Just last night, Freya had pulled Monty down to the bottom of the garden and not so subtly suggested he start pulling his discarded projects out of the loft and putting them on eBay. Regan could benefit from extra violin tuition judging by the last week’s concert, Felix’s school trip kept rearing its ugly head on the ParentPay website. She didn’t want her children to go without because their father might fancy making probiotic yoghurt again. Or because you can’t face up to things either, whispered the little voice in her head.
He’d started to say something about his parents and she’d cut him short. No loans. He was a grown man. It was time to start behaving like one.
Her erstwhile assistant Fallon flounced into the shop in a cloud of tonka bean and myrrh, fresh from a flirting session with the chap who sold upcycled ‘art’ a few shops up the cobbled lane.
‘OMG. Total tomb in here. It’s buzzing everywhere else.’
Freya resisted making a narky comment about hubcap sconces. ‘Just nipping out for a second.’
‘I thought you wanted to stock-take.’
She opened her mouth, about to launch into an oft-rehearsed speech. Freya wanted a lot of things. Financial stability. A job that afforded more creativity than exploiting unicorns and Star Wars characters. A son who didn’t have to worry about whether or not he could have a fun wee trip with his school friends.

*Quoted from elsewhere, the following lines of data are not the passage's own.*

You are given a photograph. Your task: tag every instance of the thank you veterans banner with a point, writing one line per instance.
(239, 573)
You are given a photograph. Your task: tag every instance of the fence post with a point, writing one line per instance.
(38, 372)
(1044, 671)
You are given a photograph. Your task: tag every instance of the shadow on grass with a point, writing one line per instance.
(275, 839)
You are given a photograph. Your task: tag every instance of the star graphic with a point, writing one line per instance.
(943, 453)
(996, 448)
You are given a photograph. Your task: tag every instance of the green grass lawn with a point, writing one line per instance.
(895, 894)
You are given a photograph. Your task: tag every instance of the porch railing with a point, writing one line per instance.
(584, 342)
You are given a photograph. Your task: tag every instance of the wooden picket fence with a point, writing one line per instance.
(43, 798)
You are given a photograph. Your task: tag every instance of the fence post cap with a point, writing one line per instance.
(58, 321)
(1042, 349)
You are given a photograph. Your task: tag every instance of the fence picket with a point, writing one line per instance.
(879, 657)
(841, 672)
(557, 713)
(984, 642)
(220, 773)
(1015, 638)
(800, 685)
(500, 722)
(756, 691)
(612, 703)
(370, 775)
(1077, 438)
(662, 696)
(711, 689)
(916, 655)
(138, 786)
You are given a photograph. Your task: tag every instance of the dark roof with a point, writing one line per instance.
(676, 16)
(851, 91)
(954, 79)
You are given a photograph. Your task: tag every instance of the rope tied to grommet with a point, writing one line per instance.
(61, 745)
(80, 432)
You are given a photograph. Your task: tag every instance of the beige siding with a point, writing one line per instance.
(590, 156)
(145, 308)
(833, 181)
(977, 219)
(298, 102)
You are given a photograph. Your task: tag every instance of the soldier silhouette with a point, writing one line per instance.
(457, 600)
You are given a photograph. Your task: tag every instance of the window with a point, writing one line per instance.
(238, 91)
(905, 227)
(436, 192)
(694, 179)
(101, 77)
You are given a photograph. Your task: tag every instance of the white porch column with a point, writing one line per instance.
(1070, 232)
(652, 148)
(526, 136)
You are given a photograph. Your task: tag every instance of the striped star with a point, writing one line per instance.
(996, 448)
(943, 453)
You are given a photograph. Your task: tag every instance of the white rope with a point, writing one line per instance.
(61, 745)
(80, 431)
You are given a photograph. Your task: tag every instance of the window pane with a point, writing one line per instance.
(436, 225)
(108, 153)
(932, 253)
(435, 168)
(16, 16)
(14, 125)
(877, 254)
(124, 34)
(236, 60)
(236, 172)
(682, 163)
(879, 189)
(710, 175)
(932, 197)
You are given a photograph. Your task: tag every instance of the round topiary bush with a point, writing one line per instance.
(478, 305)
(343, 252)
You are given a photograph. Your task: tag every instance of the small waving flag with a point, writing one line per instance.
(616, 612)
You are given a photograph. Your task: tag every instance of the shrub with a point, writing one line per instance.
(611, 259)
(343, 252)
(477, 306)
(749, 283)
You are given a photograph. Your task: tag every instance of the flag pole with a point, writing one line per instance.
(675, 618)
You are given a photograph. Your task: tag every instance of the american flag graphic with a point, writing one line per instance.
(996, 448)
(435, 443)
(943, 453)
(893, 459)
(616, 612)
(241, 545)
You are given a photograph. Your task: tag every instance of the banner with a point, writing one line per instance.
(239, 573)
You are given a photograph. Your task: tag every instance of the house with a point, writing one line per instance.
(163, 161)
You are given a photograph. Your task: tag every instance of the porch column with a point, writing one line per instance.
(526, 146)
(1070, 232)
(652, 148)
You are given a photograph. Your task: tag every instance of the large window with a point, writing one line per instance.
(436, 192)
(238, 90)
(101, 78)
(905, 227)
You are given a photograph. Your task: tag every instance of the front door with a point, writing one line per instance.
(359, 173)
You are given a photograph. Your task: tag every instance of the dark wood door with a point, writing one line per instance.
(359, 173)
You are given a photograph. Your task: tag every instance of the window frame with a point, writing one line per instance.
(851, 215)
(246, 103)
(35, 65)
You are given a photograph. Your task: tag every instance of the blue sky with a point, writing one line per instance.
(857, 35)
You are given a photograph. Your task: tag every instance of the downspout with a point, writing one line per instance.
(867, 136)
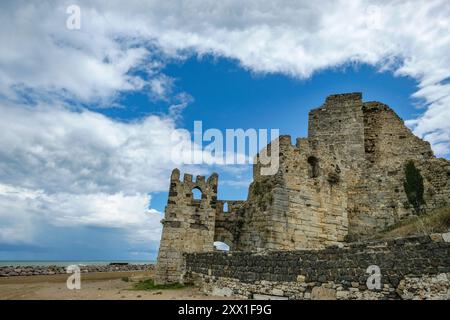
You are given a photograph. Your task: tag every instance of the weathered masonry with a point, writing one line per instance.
(341, 183)
(409, 268)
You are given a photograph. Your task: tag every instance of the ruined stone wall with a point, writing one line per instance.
(414, 267)
(378, 199)
(227, 222)
(188, 224)
(343, 182)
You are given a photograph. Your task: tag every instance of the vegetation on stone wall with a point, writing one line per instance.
(414, 188)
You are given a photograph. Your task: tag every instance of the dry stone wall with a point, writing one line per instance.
(342, 183)
(414, 267)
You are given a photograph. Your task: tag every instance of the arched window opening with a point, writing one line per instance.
(196, 194)
(221, 246)
(313, 167)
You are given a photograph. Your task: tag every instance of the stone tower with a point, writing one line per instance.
(188, 224)
(343, 182)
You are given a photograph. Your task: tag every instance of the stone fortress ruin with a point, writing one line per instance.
(341, 184)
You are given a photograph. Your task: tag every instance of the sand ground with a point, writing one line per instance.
(94, 286)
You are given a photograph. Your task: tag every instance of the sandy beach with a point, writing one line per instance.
(94, 286)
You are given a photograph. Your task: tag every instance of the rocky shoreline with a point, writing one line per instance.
(12, 271)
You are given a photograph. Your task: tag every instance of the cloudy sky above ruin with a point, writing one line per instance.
(85, 114)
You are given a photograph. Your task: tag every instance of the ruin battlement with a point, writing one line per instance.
(344, 181)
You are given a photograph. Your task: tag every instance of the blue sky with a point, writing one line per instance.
(87, 114)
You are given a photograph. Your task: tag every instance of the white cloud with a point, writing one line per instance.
(92, 158)
(24, 210)
(298, 38)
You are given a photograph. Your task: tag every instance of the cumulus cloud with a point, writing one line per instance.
(123, 47)
(24, 210)
(297, 38)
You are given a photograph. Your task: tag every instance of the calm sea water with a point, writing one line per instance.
(66, 263)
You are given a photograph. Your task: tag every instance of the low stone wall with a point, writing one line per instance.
(414, 267)
(11, 271)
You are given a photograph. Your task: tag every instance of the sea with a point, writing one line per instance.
(67, 263)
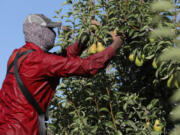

Peace on earth. She bit her tongue.
‘Back in a mo.’
She wove her way through the crowds, past the four-hundred-odd competing vendors, and made a quick stop at her guilty pleasure, the Himalayan Coffee Man stall. (Guilty, because she’d given Monty a right earful about spending money on ridiculously overpriced coffees the other day.) Her pace slowed as she reached Camden Canal, found a bench and pulled out her phone. They were off camping tomorrow and they would have fun if it killed her.
M – if you can’t find pound, please could you finishing packing? Most stuff in roof box already … These for back of the car. NB: leave room for dog.
Sleeping bags (airing in Regan’s room)
Inflater thingy that plugs into car (shed)
Tent pegs (Think they somehow got mixed up with Christmas decorations, check red box by tree stand)
Ground cloth
Fly sheet (the waterproof thing that goes on top)
Folding camping chairs (not the blue one, it’s broken)
Knives (the one with the brown handle and the one with the jagged edge)
Playing cards
Spatula (the one that gets right under the pancakes)
Cool boxes (air please, and if there’s mould in them make sure you wipe with the non-toxic spray not bleach)
Get children to pack BEFORE they hit Netflix otherwise no bargaining chip.
One onesie each – but not the ones Nanna B gave them this last Christmas. xxF
Freya stared at the email before pressing send. It didn’t read quite as jauntily as she’d hoped. Frankly it was downright bossy, but she knew how Monty’s brain worked. Attention span of a gnat when it came to things like packing. Her mind drifted to her feminista tank-top collection. One slogan in particular pinged out. I’m not with him, he’s with me. It hadn’t been selling all that well either. Was she crushing Monty with the weight of her dreams at the expense of his? She looked at the phone again and tacked on a quick:
PS – make sure you take a portrait of yourself! Fxx
‘I don’t want to go to school!’ Luna pushed her bowl of cereal away, her accompanying wail leaving no doubt as to how she felt about the matter.